Environmental Protection Agency Urged to Ban Spraying of Antibiotics on US Food Crops Amid Resistance Worries
A fresh regulatory appeal from multiple health advocacy and farm worker organizations is calling for the US environmental regulator to stop allowing the application of antimicrobial agents on edible plants across the US, citing superbug spread and illnesses to farm laborers.
Agricultural Sector Sprays Millions of Pounds of Antimicrobial Crop Treatments
The crop production applies about 8 million pounds of antimicrobial and fungicidal pesticides on American food crops every year, with several of these agents prohibited in international markets.
“Each year Americans are at increased danger from harmful microbes and diseases because medical antibiotics are applied on crops,” commented Nathan Donley.
Antibiotic Resistance Poses Major Health Dangers
The excessive use of antibiotics, which are critical for treating human disease, as agricultural chemicals on fruits and vegetables threatens population health because it can result in drug-resistant microbes. In the same way, excessive application of antifungal pesticides can create fungal infections that are harder to treat with currently available pharmaceuticals.
- Drug-resistant infections sicken about 2.8 million Americans and cause about 35,000 mortalities annually.
- Regulatory bodies have connected “clinically significant antibiotics” permitted for crop application to treatment failure, higher likelihood of pathogenic diseases and higher probability of antibiotic-resistant staph.

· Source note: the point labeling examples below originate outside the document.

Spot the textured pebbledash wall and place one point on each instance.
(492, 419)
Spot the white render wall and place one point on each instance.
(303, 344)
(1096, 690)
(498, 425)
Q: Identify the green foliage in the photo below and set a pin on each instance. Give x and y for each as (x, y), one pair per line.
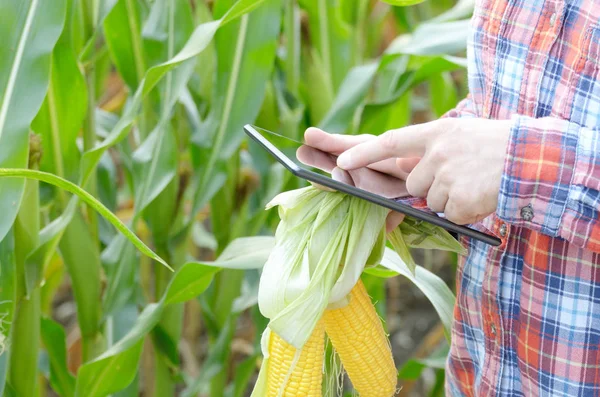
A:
(122, 156)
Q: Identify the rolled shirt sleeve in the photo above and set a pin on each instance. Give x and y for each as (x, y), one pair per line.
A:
(551, 180)
(464, 109)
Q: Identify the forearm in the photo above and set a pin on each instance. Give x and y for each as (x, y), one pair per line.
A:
(551, 180)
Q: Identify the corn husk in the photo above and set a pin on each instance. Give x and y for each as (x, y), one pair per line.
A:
(324, 242)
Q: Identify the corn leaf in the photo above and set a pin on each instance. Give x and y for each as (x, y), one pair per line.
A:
(53, 336)
(7, 301)
(87, 198)
(239, 90)
(63, 111)
(120, 262)
(30, 29)
(199, 40)
(403, 3)
(115, 369)
(420, 234)
(331, 35)
(433, 287)
(352, 92)
(323, 243)
(433, 39)
(123, 35)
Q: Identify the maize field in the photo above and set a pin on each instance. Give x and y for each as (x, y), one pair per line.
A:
(147, 248)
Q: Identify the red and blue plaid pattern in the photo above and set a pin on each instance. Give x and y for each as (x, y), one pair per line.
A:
(527, 319)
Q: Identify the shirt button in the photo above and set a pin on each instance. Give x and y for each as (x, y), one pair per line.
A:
(527, 213)
(503, 230)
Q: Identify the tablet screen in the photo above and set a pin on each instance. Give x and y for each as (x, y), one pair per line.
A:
(311, 159)
(314, 165)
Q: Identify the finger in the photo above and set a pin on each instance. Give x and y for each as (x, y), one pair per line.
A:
(315, 158)
(406, 165)
(456, 213)
(333, 143)
(390, 167)
(393, 220)
(343, 176)
(437, 197)
(378, 183)
(405, 142)
(460, 209)
(421, 178)
(337, 144)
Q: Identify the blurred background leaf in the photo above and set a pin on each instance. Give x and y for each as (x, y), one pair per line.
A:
(137, 106)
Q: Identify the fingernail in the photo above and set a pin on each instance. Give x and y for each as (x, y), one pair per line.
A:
(344, 160)
(340, 175)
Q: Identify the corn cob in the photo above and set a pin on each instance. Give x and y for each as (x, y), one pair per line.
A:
(307, 374)
(358, 337)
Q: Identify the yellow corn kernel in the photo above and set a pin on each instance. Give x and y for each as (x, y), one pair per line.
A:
(307, 375)
(358, 337)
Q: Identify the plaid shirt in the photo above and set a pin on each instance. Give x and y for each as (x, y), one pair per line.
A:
(527, 319)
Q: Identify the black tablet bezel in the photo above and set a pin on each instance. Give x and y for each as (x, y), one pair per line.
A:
(365, 195)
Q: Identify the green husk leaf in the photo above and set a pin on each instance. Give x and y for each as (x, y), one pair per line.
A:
(397, 240)
(323, 242)
(420, 234)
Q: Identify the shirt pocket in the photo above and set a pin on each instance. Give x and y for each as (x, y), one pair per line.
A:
(584, 90)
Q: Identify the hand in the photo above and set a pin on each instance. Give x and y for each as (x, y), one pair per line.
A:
(461, 164)
(386, 178)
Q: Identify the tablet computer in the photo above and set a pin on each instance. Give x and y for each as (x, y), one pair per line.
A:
(285, 149)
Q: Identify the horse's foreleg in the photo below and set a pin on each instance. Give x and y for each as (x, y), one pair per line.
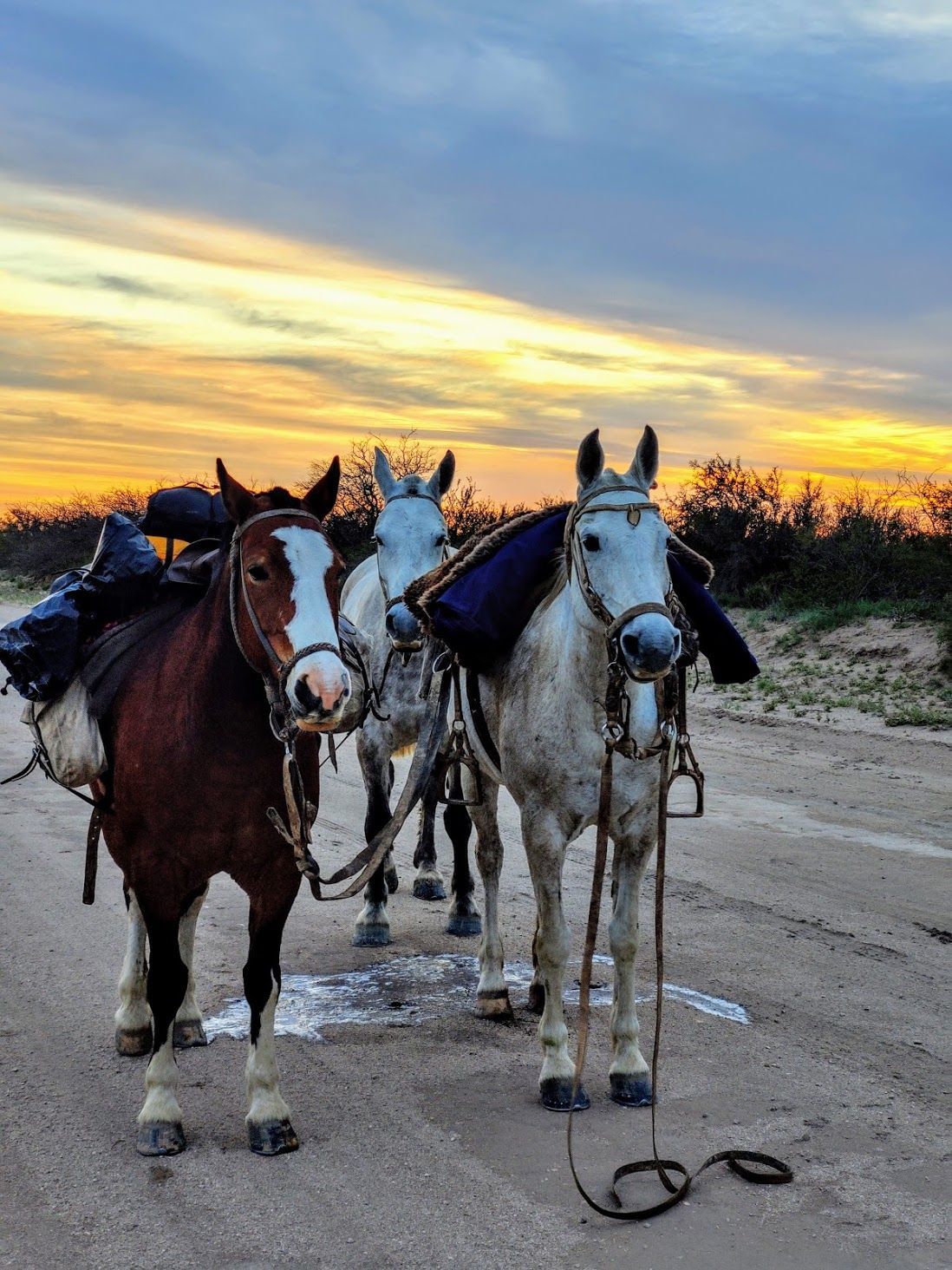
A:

Environmental and Health Effects
Meanwhile, ingesting chemical remnants on crops can disrupt the human gut microbiome and elevate the likelihood of chronic diseases. These agents also contaminate aquatic systems, and are believed to harm bees. Frequently low-income and Hispanic farm workers are most exposed.
Common Agricultural Antimicrobials and Industry Methods
Growers spray antimicrobials because they eliminate pathogens that can ruin or kill plants. One of the most frequently used antibiotic pesticides is a medical drug, which is often used in healthcare. Estimates indicate approximately 125k lbs have been used on US crops in a single year.
Agricultural Sector Lobbying and Government Response
The formal request is filed as the regulator encounters demands to increase the use of human antibiotics. The crop infection, spread by the insect pest, is devastating citrus orchards in Florida.
“I understand their desperation because they’re in serious trouble, but from a broader point of view this is definitely a no-brainer – it cannot happen,” the expert said. “The fundamental issue is the enormous problems generated by spraying medical drugs on produce far outweigh the farming challenges.”
Other Methods and Future Prospects
Advocates recommend basic farming measures that should be implemented before antibiotics, such as planting crops further apart, developing more disease-resistant strains of produce and detecting infected plants and quickly removing them to stop the pathogens from spreading.
The petition provides the Environmental Protection Agency about half a decade to respond. Several years ago, the regulator banned a chemical in answer to a comparable formal request, but a judge reversed the EPA’s ban.
The agency can implement a ban, or must give a justification why it will not. If the regulator, or a future administration, declines to take action, then the organizations can file a lawsuit. The procedure could last many years.
“We’re playing the extended strategy,” Donley concluded.